I have never worked in a consumer product industry (unless you count nine months in a chewing gum factory) but I was involved in "bean counting" for a machine tool company for thirty-nine years. When I started, in 1966, the company was transitioning from hand operated and small hydraulic sheet metal equipment to numerically controlled sheet and plate fabricating. For the entire time I was there, I was involved in cost accounting for machines up to a million dollars. In 1968, we started a beam punching line, that developed into a large handling system, with punches, cold saws, and fit up stations. Some of these were as much as several hundred feet of conveyors, saws, loaders, and unloader/rackers. If you were in the beam and angle business, you pretty much bought our equipment or were getting along on the ornamental iron business, When that line faded out, we were ready with computer operated punch/plasma machines, that were extremely productive. The last thirty-five years I was there, we never had a losing year, and some years were unbelievably profitable. The reason for the company's success was to always have a new product that made the customer a lot of money.

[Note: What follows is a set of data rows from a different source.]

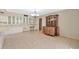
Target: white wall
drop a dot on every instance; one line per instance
(68, 23)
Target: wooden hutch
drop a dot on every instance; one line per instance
(51, 27)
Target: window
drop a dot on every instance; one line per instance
(9, 19)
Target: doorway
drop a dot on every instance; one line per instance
(40, 24)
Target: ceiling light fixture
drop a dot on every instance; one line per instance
(34, 13)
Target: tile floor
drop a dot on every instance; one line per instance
(37, 40)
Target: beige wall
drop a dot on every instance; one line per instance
(68, 23)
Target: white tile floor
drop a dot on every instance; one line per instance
(37, 40)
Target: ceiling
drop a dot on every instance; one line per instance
(29, 11)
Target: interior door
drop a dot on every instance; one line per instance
(40, 24)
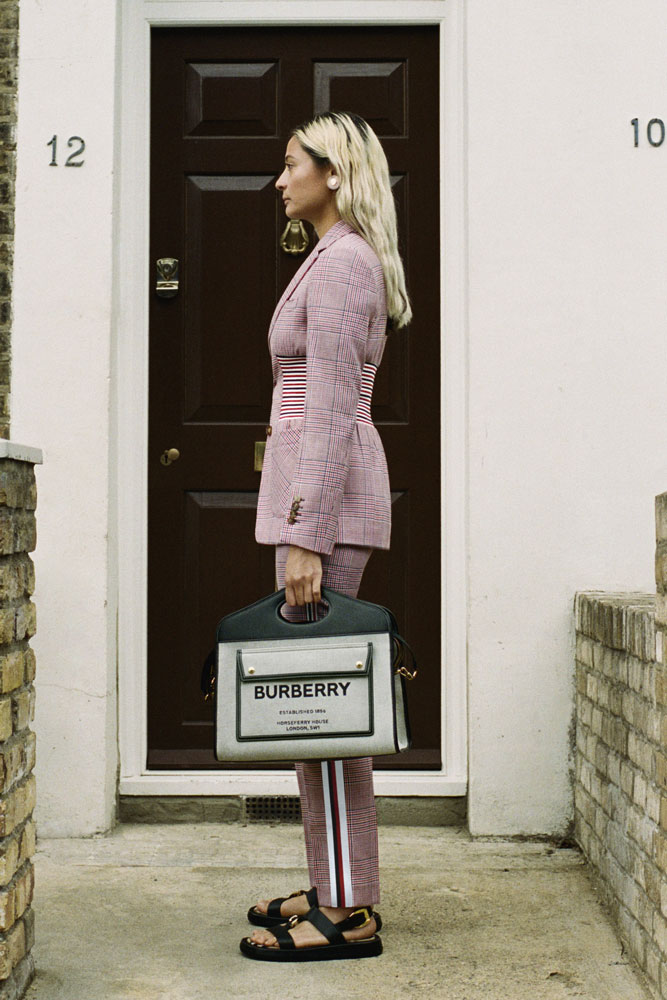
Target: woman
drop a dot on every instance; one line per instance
(324, 498)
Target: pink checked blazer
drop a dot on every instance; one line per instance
(324, 480)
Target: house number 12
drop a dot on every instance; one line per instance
(71, 160)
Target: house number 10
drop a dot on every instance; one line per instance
(71, 160)
(655, 131)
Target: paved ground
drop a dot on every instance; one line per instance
(156, 912)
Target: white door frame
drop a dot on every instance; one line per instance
(129, 419)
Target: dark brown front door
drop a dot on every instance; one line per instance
(223, 102)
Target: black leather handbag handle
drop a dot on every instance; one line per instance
(345, 616)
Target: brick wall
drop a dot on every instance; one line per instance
(9, 15)
(621, 768)
(17, 741)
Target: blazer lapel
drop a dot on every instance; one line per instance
(333, 234)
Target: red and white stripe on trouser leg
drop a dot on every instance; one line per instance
(337, 799)
(338, 843)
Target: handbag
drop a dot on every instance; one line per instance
(323, 689)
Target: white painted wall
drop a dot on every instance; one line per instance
(60, 398)
(567, 403)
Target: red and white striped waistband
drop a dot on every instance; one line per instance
(294, 389)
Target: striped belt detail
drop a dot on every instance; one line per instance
(294, 389)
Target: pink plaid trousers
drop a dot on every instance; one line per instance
(337, 799)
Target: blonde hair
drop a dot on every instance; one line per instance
(364, 197)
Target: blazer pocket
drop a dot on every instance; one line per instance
(284, 460)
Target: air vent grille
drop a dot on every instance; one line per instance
(273, 809)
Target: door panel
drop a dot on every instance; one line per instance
(223, 102)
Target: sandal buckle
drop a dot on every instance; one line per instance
(363, 912)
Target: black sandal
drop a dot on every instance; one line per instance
(337, 948)
(273, 916)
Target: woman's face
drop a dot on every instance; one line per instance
(303, 185)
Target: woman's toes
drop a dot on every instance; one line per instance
(263, 938)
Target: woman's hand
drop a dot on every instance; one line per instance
(303, 576)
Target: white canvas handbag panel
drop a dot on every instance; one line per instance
(318, 697)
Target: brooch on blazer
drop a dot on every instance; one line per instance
(294, 510)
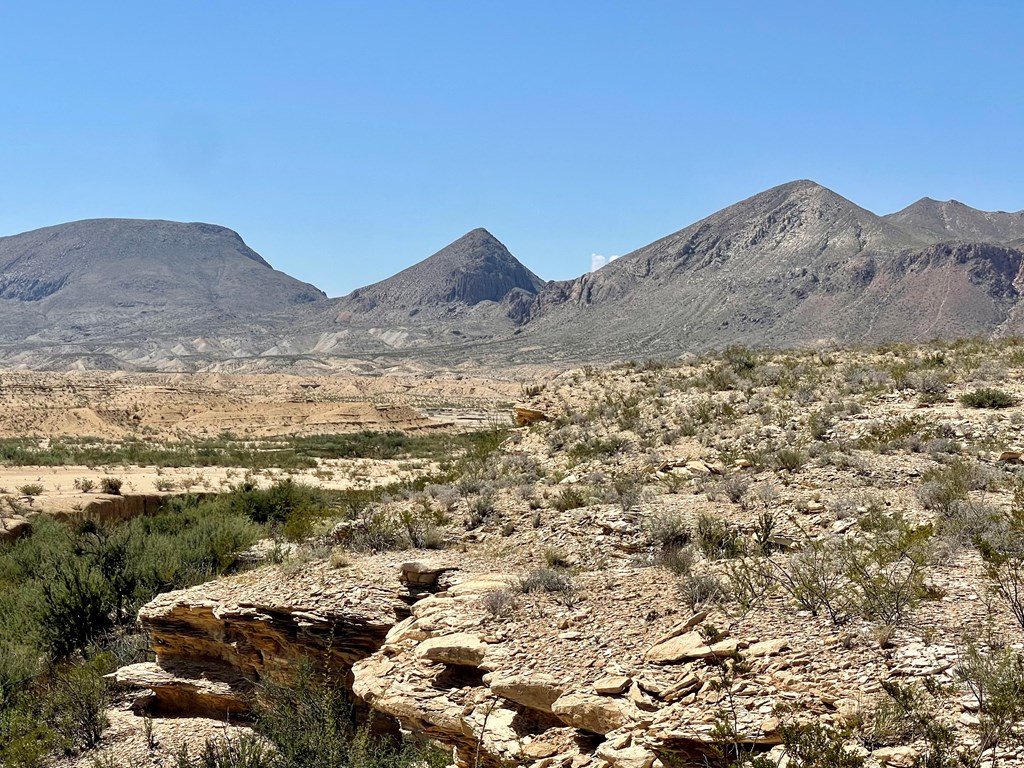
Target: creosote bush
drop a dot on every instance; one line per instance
(987, 397)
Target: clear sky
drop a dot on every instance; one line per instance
(347, 140)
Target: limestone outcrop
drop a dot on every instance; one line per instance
(215, 642)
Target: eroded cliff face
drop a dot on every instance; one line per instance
(613, 675)
(213, 643)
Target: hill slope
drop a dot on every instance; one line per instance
(471, 289)
(127, 279)
(795, 264)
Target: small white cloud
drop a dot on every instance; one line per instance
(597, 261)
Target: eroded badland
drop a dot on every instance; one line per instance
(751, 558)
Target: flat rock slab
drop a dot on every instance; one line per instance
(689, 647)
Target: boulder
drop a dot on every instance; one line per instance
(460, 648)
(689, 647)
(532, 691)
(589, 712)
(611, 685)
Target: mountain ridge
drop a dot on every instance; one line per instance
(795, 264)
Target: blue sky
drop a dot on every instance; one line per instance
(347, 140)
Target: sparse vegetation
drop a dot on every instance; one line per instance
(987, 397)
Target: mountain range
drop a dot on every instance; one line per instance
(794, 265)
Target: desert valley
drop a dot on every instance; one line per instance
(749, 496)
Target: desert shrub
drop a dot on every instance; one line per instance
(76, 608)
(310, 721)
(679, 560)
(815, 744)
(481, 508)
(941, 487)
(987, 397)
(814, 578)
(77, 702)
(750, 581)
(546, 580)
(555, 558)
(931, 385)
(247, 752)
(887, 572)
(498, 603)
(667, 530)
(733, 487)
(376, 530)
(716, 539)
(596, 448)
(788, 459)
(995, 679)
(283, 504)
(626, 491)
(569, 498)
(705, 589)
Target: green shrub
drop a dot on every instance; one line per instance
(697, 591)
(546, 580)
(667, 530)
(310, 722)
(247, 752)
(569, 498)
(77, 704)
(716, 539)
(788, 459)
(987, 397)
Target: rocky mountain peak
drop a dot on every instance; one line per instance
(473, 268)
(935, 220)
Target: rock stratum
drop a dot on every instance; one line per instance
(796, 264)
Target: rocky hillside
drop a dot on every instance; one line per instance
(472, 289)
(796, 264)
(752, 560)
(121, 280)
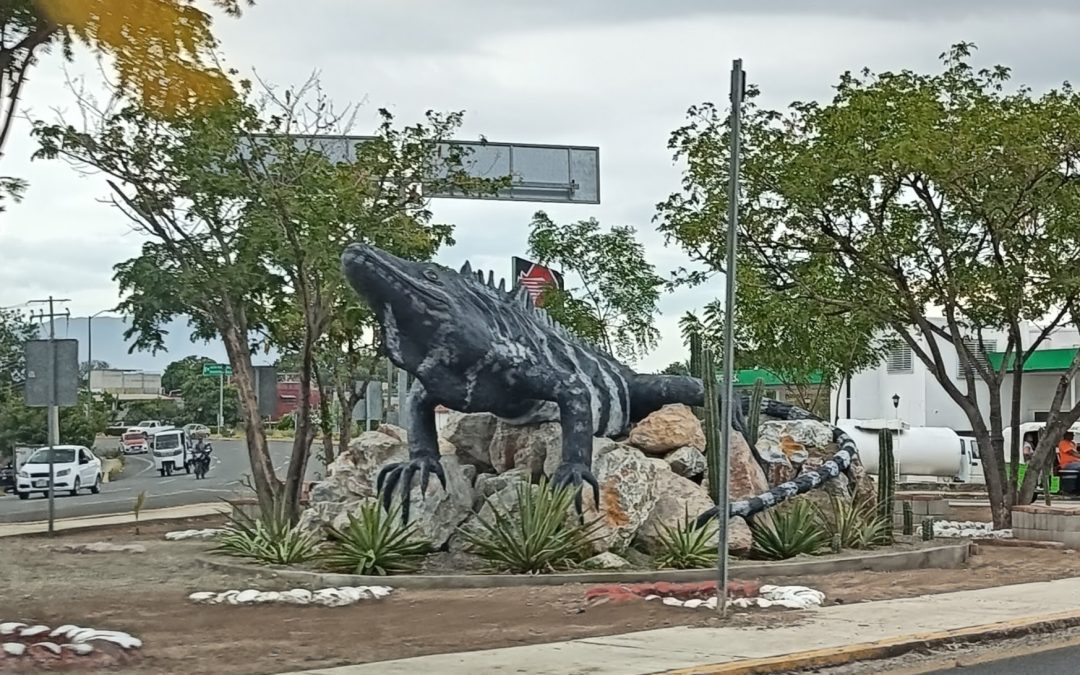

You have to provide a satisfactory product, at a price that makes sense to the customer. Firearms manufacturers are like any other business; they cannot price themselves above what the market will bear. Aesthetics, utility, and price are not always compatible.

By the way, all us bean counters, retired or active, resent that appellation, and due to our profession, we have wide acquaintance within the IRS. Refer to us as bean counters once too often, and we will drop a dime on you!